Neil also relishes the opportunity to teach students at the graduate and undergraduate levels. He serves as Faculty-in-Residence and lives with his family amongst the UCLA student body. He is also a popular teacher of undergraduate-level organic chemistry and challenges his students to overcome their pre-fabricated perceptions of organic chemistry, as he discussed at TEDxUCLA. Neil engages students by showing them the relevance of organic chemistry in every day life using online tutorials and giving them the opportunity to create organic chemistry music videos, all while teaching them to solve extraordinarily difficult problems. His class has been referred to as one of UCLA’s ‘most beloved’ classes and was featured in the magazine LA Weekly as being one of the best classes in the city of Los Angeles.

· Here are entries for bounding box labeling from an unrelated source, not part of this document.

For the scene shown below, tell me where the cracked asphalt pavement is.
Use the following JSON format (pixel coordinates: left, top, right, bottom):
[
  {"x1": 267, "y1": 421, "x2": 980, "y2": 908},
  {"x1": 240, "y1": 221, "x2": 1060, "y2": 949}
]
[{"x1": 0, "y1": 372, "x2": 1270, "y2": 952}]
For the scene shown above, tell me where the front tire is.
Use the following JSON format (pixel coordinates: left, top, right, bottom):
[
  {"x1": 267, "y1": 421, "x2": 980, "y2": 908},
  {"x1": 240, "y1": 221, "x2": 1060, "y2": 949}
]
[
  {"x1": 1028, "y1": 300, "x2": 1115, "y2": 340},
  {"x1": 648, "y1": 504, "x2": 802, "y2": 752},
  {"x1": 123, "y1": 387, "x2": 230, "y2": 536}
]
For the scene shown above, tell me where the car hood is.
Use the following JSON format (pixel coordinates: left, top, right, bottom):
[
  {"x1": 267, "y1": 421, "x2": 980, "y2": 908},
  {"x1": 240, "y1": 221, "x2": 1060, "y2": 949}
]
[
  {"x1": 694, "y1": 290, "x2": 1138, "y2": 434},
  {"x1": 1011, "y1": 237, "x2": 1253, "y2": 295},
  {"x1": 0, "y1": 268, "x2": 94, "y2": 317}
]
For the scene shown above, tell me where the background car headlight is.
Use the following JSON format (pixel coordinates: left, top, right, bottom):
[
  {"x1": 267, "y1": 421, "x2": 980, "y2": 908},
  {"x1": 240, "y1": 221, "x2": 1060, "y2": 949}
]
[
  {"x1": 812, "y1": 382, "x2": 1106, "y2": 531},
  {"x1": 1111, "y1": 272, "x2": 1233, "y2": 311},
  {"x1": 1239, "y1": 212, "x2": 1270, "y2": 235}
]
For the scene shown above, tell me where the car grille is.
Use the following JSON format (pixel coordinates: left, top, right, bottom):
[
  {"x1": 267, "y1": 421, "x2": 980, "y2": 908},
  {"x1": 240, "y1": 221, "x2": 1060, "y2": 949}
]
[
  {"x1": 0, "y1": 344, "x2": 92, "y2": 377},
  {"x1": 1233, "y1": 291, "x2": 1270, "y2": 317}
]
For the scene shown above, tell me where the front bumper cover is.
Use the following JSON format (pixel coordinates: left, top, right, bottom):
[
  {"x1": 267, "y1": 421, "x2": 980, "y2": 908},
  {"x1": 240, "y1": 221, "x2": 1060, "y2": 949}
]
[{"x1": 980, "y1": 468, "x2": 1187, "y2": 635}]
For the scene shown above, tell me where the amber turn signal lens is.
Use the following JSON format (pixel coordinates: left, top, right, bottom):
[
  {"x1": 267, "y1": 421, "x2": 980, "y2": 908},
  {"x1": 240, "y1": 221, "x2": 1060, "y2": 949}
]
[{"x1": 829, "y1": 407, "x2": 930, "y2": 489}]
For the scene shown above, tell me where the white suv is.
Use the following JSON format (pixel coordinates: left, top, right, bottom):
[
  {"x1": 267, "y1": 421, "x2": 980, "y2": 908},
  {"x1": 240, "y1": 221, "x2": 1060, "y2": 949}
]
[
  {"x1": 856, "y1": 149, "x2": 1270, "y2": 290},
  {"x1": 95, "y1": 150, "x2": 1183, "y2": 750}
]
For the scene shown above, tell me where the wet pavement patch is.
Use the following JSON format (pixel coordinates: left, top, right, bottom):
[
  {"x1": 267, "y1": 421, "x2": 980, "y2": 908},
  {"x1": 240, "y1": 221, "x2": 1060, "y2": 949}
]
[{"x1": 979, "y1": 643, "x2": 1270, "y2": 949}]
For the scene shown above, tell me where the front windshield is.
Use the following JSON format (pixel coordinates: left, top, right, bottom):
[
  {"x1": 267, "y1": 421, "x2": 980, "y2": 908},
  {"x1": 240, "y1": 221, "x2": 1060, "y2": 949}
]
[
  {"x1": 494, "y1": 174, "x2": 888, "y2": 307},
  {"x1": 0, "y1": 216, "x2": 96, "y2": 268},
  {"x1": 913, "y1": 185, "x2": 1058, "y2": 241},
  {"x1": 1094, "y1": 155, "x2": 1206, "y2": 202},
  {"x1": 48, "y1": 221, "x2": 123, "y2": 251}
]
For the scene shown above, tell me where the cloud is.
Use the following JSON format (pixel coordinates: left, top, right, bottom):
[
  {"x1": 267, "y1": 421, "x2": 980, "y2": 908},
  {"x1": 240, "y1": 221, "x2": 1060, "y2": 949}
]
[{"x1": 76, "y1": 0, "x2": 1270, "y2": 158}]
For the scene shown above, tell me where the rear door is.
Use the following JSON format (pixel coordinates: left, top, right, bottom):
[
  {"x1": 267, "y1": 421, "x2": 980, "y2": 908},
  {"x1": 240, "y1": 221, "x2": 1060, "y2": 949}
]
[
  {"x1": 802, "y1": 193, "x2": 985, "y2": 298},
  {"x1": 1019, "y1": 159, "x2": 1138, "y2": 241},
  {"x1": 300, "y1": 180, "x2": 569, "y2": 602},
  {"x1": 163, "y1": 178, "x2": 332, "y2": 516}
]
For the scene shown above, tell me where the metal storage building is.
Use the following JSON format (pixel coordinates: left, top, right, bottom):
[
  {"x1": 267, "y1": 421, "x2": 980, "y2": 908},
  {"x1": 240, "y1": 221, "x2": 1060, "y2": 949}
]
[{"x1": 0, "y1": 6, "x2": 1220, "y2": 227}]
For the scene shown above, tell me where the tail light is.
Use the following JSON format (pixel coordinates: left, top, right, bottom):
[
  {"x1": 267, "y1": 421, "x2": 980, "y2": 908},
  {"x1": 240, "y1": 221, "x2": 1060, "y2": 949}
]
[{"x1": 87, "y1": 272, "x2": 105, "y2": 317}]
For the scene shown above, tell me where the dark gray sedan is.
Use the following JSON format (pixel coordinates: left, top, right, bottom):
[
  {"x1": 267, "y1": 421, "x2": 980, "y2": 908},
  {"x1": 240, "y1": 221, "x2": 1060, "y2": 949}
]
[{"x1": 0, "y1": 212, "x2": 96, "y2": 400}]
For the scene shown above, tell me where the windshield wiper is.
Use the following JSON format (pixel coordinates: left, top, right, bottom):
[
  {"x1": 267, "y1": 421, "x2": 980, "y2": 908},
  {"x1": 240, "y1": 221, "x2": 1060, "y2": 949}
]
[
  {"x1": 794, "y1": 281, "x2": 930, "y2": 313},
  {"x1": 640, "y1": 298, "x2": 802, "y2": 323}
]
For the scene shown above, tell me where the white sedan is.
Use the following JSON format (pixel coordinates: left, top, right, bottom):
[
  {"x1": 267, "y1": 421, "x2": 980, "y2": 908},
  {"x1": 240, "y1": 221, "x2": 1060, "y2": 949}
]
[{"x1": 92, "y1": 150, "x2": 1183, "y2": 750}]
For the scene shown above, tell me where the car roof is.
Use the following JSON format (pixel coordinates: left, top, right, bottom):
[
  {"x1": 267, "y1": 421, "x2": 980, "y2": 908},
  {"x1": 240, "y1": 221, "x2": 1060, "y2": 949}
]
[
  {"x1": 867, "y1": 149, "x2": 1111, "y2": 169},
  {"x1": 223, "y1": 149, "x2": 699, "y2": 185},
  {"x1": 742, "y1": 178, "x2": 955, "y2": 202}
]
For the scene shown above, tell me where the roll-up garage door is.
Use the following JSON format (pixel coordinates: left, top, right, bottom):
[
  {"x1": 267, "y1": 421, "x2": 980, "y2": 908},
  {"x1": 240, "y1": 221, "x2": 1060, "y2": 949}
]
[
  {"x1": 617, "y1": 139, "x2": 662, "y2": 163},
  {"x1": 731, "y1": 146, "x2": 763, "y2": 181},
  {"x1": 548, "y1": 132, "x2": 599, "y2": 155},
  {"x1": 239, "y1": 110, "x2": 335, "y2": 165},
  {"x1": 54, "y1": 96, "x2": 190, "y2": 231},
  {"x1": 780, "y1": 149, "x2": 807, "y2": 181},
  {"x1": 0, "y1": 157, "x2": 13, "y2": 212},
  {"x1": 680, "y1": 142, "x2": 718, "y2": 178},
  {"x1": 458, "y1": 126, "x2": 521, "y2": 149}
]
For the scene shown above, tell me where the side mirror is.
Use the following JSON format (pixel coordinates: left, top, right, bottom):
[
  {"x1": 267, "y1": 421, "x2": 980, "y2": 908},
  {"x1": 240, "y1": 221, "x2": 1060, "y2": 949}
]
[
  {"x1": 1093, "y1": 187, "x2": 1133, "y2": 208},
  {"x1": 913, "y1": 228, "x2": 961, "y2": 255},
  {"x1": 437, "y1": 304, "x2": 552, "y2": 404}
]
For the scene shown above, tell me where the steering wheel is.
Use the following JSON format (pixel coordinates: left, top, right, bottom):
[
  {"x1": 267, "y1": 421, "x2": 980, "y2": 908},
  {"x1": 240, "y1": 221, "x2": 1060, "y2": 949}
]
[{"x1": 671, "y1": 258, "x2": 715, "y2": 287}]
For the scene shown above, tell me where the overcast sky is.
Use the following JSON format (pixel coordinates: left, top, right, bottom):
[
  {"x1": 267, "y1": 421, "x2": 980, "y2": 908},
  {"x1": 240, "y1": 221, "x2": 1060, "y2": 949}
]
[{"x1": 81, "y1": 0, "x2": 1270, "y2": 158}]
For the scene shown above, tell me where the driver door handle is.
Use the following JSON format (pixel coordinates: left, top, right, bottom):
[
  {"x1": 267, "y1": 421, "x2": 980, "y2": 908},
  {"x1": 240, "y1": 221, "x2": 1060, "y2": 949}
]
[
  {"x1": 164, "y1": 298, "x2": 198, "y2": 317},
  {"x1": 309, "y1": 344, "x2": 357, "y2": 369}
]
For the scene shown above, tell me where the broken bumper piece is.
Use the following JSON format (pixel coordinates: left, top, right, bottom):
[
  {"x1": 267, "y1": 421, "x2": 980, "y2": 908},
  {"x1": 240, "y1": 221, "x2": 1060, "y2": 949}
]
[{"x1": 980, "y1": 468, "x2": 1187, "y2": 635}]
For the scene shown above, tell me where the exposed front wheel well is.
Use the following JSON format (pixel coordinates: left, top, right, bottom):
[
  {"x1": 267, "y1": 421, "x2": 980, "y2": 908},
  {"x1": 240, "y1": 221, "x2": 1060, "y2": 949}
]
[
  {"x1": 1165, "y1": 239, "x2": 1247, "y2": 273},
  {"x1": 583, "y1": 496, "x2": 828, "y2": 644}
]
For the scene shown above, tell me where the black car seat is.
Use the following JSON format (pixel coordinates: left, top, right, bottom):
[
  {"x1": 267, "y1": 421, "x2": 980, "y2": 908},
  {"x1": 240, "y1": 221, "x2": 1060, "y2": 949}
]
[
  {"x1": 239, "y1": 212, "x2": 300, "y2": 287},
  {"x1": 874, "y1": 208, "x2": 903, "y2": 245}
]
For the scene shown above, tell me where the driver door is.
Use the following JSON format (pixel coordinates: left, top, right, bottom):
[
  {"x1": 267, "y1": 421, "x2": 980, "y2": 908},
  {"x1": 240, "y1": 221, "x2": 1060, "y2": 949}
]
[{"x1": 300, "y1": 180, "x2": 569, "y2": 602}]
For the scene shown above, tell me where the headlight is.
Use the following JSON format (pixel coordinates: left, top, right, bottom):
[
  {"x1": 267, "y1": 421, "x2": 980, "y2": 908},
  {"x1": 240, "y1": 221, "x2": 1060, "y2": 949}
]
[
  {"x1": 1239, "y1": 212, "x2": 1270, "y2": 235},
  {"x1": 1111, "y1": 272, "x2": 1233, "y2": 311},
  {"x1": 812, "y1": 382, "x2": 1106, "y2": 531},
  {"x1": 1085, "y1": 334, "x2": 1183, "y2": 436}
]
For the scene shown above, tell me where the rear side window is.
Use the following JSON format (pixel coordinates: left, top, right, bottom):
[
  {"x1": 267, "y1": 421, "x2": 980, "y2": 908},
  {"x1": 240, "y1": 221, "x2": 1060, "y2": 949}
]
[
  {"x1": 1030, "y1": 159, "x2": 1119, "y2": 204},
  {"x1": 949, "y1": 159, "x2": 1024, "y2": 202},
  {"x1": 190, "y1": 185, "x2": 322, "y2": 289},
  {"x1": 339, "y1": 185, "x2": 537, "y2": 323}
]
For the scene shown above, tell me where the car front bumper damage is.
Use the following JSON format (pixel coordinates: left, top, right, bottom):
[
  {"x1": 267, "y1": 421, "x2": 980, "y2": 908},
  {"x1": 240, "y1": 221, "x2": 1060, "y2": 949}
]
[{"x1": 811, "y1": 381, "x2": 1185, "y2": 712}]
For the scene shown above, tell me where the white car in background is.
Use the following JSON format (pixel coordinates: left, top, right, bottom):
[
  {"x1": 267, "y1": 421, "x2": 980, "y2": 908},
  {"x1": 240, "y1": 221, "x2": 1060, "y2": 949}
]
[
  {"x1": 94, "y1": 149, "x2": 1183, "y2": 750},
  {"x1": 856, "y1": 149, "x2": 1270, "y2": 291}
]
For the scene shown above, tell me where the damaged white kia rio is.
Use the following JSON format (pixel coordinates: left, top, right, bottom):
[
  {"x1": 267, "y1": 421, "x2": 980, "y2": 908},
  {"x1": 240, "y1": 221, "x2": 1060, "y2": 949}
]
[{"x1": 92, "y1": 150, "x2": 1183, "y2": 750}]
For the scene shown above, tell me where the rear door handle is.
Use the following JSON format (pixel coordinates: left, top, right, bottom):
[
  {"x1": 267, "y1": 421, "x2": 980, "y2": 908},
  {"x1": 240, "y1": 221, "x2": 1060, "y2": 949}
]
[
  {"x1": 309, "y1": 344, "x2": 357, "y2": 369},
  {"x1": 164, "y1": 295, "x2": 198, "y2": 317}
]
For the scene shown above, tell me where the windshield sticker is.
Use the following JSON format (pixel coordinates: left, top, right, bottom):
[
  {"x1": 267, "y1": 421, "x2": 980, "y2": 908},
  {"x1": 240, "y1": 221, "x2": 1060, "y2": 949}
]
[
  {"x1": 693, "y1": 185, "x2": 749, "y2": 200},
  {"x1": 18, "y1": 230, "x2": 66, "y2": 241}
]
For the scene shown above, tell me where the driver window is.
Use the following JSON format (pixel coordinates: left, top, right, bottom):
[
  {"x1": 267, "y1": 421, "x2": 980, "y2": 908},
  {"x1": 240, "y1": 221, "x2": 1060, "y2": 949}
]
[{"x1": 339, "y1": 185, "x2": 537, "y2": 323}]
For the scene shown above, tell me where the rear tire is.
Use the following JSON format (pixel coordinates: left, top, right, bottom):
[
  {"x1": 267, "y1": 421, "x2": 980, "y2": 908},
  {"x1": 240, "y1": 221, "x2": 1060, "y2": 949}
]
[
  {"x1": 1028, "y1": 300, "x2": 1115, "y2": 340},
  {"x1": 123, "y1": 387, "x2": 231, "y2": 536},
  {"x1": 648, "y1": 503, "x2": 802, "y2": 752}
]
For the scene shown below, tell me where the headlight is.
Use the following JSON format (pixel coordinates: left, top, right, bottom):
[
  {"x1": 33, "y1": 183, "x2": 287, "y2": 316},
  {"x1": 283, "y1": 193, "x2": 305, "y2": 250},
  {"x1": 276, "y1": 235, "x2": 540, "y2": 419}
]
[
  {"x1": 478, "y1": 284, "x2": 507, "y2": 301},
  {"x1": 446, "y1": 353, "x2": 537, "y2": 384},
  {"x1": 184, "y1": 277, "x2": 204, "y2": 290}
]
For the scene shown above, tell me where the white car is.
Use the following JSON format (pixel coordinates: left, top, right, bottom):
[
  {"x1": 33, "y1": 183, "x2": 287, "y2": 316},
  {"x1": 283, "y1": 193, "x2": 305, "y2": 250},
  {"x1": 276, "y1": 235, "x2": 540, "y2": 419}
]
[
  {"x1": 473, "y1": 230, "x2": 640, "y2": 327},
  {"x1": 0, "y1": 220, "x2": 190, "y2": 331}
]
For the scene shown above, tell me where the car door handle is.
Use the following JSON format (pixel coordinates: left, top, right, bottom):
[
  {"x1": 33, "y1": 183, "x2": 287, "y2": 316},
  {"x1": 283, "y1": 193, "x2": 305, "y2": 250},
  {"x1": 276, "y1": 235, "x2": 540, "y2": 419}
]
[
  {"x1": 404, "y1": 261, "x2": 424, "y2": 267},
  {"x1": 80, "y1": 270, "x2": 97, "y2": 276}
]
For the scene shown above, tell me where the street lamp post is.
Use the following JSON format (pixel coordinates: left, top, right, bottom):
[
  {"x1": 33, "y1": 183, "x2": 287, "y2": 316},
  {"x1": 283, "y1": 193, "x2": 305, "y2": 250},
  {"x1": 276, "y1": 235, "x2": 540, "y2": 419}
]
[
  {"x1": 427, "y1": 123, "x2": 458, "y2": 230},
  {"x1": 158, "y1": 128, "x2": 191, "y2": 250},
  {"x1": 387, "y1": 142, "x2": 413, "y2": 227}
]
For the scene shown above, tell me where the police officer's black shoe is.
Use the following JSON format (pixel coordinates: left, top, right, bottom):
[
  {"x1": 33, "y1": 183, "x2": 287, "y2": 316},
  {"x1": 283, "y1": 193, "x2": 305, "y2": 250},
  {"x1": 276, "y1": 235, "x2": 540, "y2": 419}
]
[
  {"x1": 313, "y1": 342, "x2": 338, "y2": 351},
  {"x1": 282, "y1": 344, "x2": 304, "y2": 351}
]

Neil has co-authored more than 80 publications and patents and has given more than 170 presentations nationally and internationally. In addition to the Guggenheim fellowship, Neil has received several awards, such as the NSF CAREER Award, the Camille Dreyfus Teacher-Scholar Award, the UCLA Distinguished Teaching Award & Eby Award for the Art of Teaching, the ACS Arthur C. Cope Scholar Award, the UCLA Gold Shield Faculty Prize, the Tetrahedron Young Investigator Award, the Thieme-Iupac Prize, and the US Professor of the Year Award for the state of California.